Re: [Xerces2] How do we want Grammar Caching

sandygao 21 Aug 2001 19:26:42 -0000

Hi. I've spent lots of time thinking about grammar caching, so it's easy
for me to think/expect that everyone knows the meaning of every weird word
in my mind :-)


Now I'll try to clarify something that was not clear in my earlier mail. In
fact, Curt Arnold had an interesting reply, and I've taken some effort
expressing my idea in the message replying his.

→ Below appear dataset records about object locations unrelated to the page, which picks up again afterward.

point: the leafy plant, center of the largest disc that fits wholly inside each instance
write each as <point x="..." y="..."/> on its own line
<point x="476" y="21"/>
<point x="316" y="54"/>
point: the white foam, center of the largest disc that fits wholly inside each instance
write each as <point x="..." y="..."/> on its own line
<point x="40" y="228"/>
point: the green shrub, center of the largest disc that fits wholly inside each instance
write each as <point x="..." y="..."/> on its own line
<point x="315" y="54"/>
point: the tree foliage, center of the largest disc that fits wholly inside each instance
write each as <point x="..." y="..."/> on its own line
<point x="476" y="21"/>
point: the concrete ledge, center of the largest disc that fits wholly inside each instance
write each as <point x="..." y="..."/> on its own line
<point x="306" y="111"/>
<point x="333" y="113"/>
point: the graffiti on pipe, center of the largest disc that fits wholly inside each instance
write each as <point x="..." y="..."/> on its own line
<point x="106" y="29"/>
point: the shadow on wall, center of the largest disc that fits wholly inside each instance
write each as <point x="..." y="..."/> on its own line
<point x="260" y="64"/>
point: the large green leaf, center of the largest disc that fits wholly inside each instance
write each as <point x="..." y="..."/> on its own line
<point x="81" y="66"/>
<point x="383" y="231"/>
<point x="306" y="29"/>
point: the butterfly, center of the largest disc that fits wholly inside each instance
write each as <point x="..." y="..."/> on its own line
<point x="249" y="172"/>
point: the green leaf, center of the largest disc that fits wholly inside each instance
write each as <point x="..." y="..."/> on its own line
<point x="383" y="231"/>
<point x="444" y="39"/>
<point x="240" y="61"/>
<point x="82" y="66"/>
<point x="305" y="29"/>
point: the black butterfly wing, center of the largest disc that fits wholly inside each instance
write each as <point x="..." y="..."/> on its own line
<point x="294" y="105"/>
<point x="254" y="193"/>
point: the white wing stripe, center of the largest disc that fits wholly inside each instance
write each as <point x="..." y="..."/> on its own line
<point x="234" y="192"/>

Basically, when the parser validates a document instance, there are two
sets of grammars. The first set is store inside the parser (we can call it
the local set), which contains grammars available to the current parsing
(the current document); while the second set is under the application's
control, used to store cached grammars (we can call it the cached set). The
second set is not mandatory, because some applications might not be
interested in grammar caching at all.

The reason to have to separate sets:
- The application might not want all the grammars in the pool to be
available to each instance, so there are grammars in the cached set, but
not the local one.
- The application might not want to cache all compiled grammars, so there
are grammars in the local set, but not the cached one.

So a grammar "known to the parser" means that this grammar is in the local
set: stored inside the parser. And the relation between my notation and
yours is:
GrammarPool: a collection of cached grammars. It's behind what you called
GrammarCache, and my GrammarResolver.
GrammarResolver: your GrammarCache+GrammarResolver. The only difference is
that I have one interface, which you have two. It's used to either return a
cached grammar, or override a grammar location.

> Parser asks for *all* grammars
> at first GrammarCache does not it? It is not responsibitity of parser to
> know if grammar is already cached or not.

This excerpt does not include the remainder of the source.